Bevor writing about our approach to geocoding news stories and elaborating on our key findings, i just wanted to do a quick post on some of our early experiments.
Geocoding based on the dateline: The easy route (to nowhere)
We could have taken the easy route and used the Google geocoder (or some other geocoder) and the city location(s) mentioned in the dateline of our stories to geocode the news. Generate some GeoRSS and/or KML feed and your done, i hear you say.
Well besides all kinds of reasons that are specific to the news agency business (e.g. that our customers are still often not used to RSS feeds, main modus of delivery of news agency news is still satellite and/or FTP push/pull, …) this also wouldn’t have been sufficient if we were a startup being completely free in its decisions.
It would have been sufficient if our goal would have been to generate some eye-candy (e.g. More or less arbitrarily stick pins into a map).

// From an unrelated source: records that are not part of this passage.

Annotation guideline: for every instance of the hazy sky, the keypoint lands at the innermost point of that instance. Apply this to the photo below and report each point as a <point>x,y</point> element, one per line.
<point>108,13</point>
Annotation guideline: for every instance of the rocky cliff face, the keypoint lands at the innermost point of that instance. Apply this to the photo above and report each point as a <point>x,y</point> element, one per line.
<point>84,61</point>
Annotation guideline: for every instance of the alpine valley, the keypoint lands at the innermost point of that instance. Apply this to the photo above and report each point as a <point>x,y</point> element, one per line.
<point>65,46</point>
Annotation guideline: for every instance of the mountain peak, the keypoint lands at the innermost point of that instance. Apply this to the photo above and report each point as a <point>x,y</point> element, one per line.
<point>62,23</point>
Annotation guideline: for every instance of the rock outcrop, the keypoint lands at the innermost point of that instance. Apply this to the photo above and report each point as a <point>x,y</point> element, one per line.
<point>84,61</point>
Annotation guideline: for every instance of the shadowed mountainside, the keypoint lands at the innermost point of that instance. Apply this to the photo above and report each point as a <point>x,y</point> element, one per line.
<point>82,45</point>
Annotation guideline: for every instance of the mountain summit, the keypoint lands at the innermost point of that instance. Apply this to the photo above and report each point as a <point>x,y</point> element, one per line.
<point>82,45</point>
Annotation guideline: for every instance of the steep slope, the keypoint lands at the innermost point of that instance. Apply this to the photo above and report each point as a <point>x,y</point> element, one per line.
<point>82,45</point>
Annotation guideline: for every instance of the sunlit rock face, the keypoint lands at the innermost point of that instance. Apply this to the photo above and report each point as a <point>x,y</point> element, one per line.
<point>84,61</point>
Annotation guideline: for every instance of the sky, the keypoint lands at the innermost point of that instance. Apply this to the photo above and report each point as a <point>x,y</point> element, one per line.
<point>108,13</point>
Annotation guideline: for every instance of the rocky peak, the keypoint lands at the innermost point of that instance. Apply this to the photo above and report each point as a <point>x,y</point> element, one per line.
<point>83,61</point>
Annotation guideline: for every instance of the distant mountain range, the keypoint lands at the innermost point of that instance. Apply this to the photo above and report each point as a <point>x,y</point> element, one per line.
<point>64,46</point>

In fact i did exactly this back in early August 2006 in order to motivate and showcase the possibilities of geocoded news. You still can find the remains of that showcase over here. All in all it took me a couple of hours to do this showcase (adding generating flyovers with GoogleEarth, testing various other mapping libraries etc. this may add up to a couple of days).

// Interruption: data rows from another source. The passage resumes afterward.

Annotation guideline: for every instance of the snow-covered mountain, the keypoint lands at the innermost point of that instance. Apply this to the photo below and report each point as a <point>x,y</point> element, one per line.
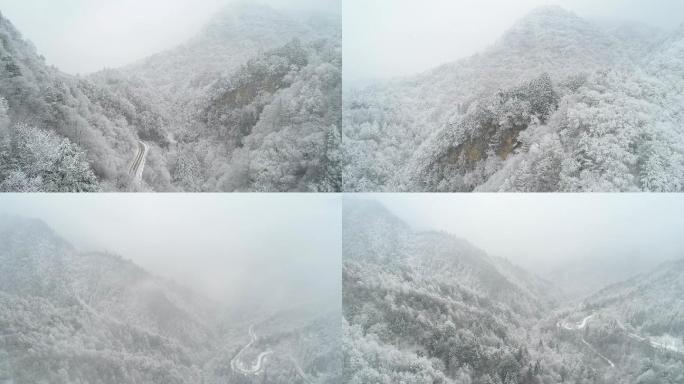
<point>426,307</point>
<point>614,123</point>
<point>281,134</point>
<point>68,316</point>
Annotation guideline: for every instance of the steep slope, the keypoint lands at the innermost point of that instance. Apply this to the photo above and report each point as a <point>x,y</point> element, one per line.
<point>233,36</point>
<point>615,122</point>
<point>68,316</point>
<point>632,329</point>
<point>282,132</point>
<point>427,307</point>
<point>90,116</point>
<point>651,304</point>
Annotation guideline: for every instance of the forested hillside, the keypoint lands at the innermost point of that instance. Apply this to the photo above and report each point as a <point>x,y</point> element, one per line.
<point>252,103</point>
<point>426,307</point>
<point>557,104</point>
<point>73,317</point>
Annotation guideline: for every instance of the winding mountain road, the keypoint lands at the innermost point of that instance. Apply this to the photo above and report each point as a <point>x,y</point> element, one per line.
<point>300,371</point>
<point>238,366</point>
<point>580,326</point>
<point>138,165</point>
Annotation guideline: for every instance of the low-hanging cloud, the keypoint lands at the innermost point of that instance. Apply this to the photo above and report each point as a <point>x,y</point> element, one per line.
<point>234,248</point>
<point>390,38</point>
<point>545,232</point>
<point>84,36</point>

But when being asked about the semantics of the chosen locations all we would be able to say:
Well, somebody decided that these cities should be part of the dateline.
Let me xplain why.
Originally the cities on the dateline stated the place where a story was written. Hence they had a clearly defined semantics. Unfortunately this semantic may be not the semantic that is of utmost important to the slew of the readers of the story.
But since in the early days of the news agencies the reporter had to be at the place of the scene in order to be able to report it the dateline locations most often coincided with the locations where the news actually happened.
Hence it was a relative good heuristic to associate the semantic with the locations mentioned in the dateline. But with the advent of telemedia this heuristic is no longer valid. Unfortunately this led to the common usage where the dateline contains a number of locations mixing both semantics without clearly indicating which location carries which semantic.
E.g an article reporting on Macworld might carry a dateline of San Francisco, Hamburg / San Francisco, Hamburg, or San Francisco / Hamburg.
So, geocoding news purely based on the dateline is a suboptimal idea. A better idea might be to use the geographic entities mentioned within the story.
Named entity recognition
But then how do you identify geographic entities in natural language text without too much manual work. This is typically a task solved by so called named entity recognition systems (or short NER) a subdiscipline of computational linguistics.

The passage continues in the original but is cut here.